I swallowed hard, gritting my teeth. "Gladly," I hissed. "I'll see you when you stop being such a fucking asshole, Ross." I snapped my phone shut and jammed it into my pocket. Aibhlin stared silently at me with concerned expression. With a sniffle, I got up, grabbed my set of keys from the hook on the wall, and strode out to the car.

Ten minutes later, I was peeling up the mountain, going far too fast for safety on the twisting road. I could have cared less. A crash might have been nice.

I parked in a little alcove overlooking the city; slamming my door, I stamped over to a stone table and plopped on, burying my face in my arms.

"Don't yell at me," I whimpered, tears streaming down my face. I was so angry I could barely think straight. I hated everyone and everything in the world, but most of all I hated Ryan, though in retrospect he didn't deserve it.

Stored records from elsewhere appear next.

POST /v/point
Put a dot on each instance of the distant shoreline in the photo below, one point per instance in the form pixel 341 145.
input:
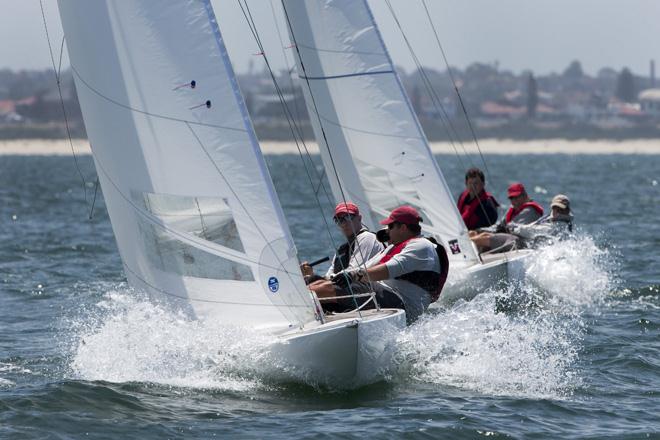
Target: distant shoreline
pixel 45 147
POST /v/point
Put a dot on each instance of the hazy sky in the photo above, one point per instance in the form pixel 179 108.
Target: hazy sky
pixel 541 35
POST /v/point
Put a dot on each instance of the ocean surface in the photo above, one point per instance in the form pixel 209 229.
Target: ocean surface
pixel 84 356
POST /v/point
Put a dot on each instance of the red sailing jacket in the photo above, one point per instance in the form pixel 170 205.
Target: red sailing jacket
pixel 469 211
pixel 512 213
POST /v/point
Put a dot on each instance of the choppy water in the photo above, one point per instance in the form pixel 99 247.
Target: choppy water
pixel 83 355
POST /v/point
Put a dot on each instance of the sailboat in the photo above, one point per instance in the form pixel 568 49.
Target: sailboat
pixel 373 147
pixel 192 206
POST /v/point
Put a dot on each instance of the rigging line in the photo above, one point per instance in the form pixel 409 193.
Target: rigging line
pixel 96 189
pixel 359 130
pixel 59 90
pixel 144 112
pixel 290 119
pixel 460 99
pixel 59 67
pixel 345 75
pixel 292 124
pixel 174 295
pixel 435 99
pixel 453 81
pixel 354 52
pixel 286 60
pixel 255 33
pixel 325 138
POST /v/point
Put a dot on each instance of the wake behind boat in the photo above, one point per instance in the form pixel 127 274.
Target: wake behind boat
pixel 194 212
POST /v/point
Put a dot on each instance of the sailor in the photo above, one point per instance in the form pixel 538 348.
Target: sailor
pixel 408 274
pixel 555 226
pixel 360 246
pixel 477 206
pixel 523 211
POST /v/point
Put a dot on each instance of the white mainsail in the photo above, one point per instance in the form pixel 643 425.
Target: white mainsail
pixel 190 199
pixel 371 142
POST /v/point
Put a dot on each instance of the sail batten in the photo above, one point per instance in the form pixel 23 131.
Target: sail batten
pixel 189 196
pixel 370 140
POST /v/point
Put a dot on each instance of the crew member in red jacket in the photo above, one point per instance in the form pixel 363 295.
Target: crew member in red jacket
pixel 522 211
pixel 477 206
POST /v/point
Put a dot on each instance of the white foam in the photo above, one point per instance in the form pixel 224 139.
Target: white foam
pixel 532 352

But he called me useless. Blind with rage, I stepped up onto the wobbly stone slab and glared at my sprawling, quiet hometown.

My eyes clenched shut as my guttural scream echoed over the landscape. A flock of birds fluttered up from a patch of trees on the hill. Cars slowed on the highway, drivers wondering what was happening. Shaking violently all over, I sat down hard on the table and sobbed. My throat burned dryly.

"Don't you fucking yell at me."

~Brendon~
Leaning against the counter in the kitchen, I listened silently as Ryan shouted into the phone and winced when he slammed it onto the table. Okay, Bren, I thought to myself, Now here's the question: side with your friend whose dad just died, or remind him the truth that he just yelled an emotionally unstable teenage girl?

After a minute or two, I walked into the living room. Ryan sat on the couch with his head in his hands. I sat down in the armchair and waited, trying to decide what to say. "Look, man..."

"Just don't, okay?" he requested quietly, not looking up. I nodded and tapped my fingers on the chairs arm. The house lay still except for the clock ticking on the wall. It seemed much too loud. "I'm a a complete asshole, aren't I?"

"Kind of, yeah," I replied honestly. "But, I mean, you're under a lot of stress, you know?"

Ryan's face appeared from behind his hands, on which he rested his chin. He licked his lips and stared into the wall. "I just fucked up big time," he stated inarguably. Ryan glanced at me and nodded. "Big time."